Las audiencias, gestionadas por videollamada mediante la plataforma Zoom, se organizaron con cuatro pantallas: la primera mostraba a cada acusado acompañado por un oficial de la Corte, la segunda a la abogada del Estado de Florida, la tercera al traductor responsable de la interpretación y la cuarta a la magistrada. Cada intervención tuvo una duración aproximada de tres minutos en los que la jueza leyó las imputaciones y determinó los montos de las cauciones.

Xiccato, conocido coiffeur en la provincia de Mendoza de 46 años, quien enfrenta cargos por crimen organizado para defraudar, robos múltiples en menos de treinta días y robo al por menor, fue el primero en dar la cara ante Glazer.
La jueza lo acusó por haber sustraído mercancía de una tienda Tommy Hilfiger y de la tienda Berlington, le fijó una fianza total de USD4.500 y le prohibió acercarse al centro comercial y a los locales que asaltó.

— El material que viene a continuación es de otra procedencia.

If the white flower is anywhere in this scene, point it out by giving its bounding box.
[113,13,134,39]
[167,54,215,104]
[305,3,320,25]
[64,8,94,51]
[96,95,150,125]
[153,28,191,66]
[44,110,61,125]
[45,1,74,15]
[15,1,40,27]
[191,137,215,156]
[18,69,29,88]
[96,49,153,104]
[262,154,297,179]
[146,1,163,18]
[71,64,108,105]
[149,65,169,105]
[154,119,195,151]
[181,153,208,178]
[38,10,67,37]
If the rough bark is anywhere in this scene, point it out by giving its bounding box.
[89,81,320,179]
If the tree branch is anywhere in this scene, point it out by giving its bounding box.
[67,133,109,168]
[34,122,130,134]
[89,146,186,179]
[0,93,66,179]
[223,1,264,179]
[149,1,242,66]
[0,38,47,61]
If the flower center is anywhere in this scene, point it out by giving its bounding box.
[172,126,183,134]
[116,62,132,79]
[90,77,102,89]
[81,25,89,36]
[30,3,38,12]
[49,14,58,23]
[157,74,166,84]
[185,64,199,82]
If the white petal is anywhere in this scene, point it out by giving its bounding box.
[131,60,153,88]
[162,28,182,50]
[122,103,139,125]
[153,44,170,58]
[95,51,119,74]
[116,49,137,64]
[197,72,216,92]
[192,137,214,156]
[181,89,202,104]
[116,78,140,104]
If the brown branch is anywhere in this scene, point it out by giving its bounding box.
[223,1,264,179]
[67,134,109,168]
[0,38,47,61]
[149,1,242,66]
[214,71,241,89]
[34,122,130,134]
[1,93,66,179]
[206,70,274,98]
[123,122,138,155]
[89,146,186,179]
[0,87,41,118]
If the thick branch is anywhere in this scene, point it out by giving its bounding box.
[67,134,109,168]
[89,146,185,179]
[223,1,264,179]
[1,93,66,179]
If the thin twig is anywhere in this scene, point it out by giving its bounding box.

La misma suma fue impuesta a Aparo Orlando, de 49 años, propietario de varios negocios y socio de uno de los otros detenidos. Al no poder acceder a un defensor público debido a la tenencia de bienes, la magistrada le consultó si prefería esperar para contratar un abogado particular, pero el acusado solicitó resolver su situación de inmediato, ya que tenía previsto un vuelo próximo.
La audiencia de Moyano, de 41 años, socio de Aparo Orlando y con antecedentes en Estados Unidos, tuvo un desarrollo similar. Pidió fianza directamente y el Estado solicitó una suma similar a la de los otros implicados. El total fijado fue algo menor: USD4.000. Además, le advirtieron que debe mantenerse alejado del shopping.
Zuloaga Arenas, de 49, solicitó el beneficio de un defensor oficial argumentando no tener contactos locales. No obstante, al declarar que posee un inmueble, se le denegó la petición. La fianza impuesta también ascendió a USD4.000 y también quedó vigente la orden de no acercamiento al mall.
Finalmente, Rua, de 45 años, fue el único que afirmó poder solventar un abogado particular, aunque optó por solicitar la fijación de la fianza sin más dilaciones. Glazer le comunicó un monto de USD4.000. Rua preguntó por los mecanismos para efectuar el pago, a lo que la jueza respondió que la cárcel acepta tarjetas de crédito o puede contratar a un financista.
El acusado, después, le preguntó cómo podría ser liberado. “Pague la fianza en la cárcel y entonces lo liberan“, respondió la jueza Glazer, recordada por un episodio viral cuando años atrás debió juzgar a un excompañero de colegio.
La jueza resolvió en menos de veinte minutos los cinco casos, imponiendo en total 21.000 dólares como fianza y estableció las restricciones de acercamiento a los comercios robados. Todos los procesados permanecieron incomunicados y alejados de sus familias, mientras esperaban el cumplimiento de los trámites para una eventual liberación.

Habló un amigo de uno de los acusados
Un amigo de uno de argentinos arrestados habló sobre el episodio. Se trata de un allegado a Xiccato, quien ante medios de Mendoza lo defendió y aseguró que el episodio ocurrió durante una despedida de soltero. Además, dijo que los acusados no son delincuentes.
El hombre relató que mantiene una amistad de más de 30 años con el peluquero y expresó sorpresa ante lo sucedido. “Lo conozco hace más de 30 años. No es un mal chico. Jamás lo vi en nada raro”, según sus declaraciones recogidas en medios locales. Además, indicó que pese a conocer al resto del grupo, no todos eran amigos entre sí.
“Fue una boludez de viejos cho... que quisieron hacer algo adolescente y la cagaron”, dijo.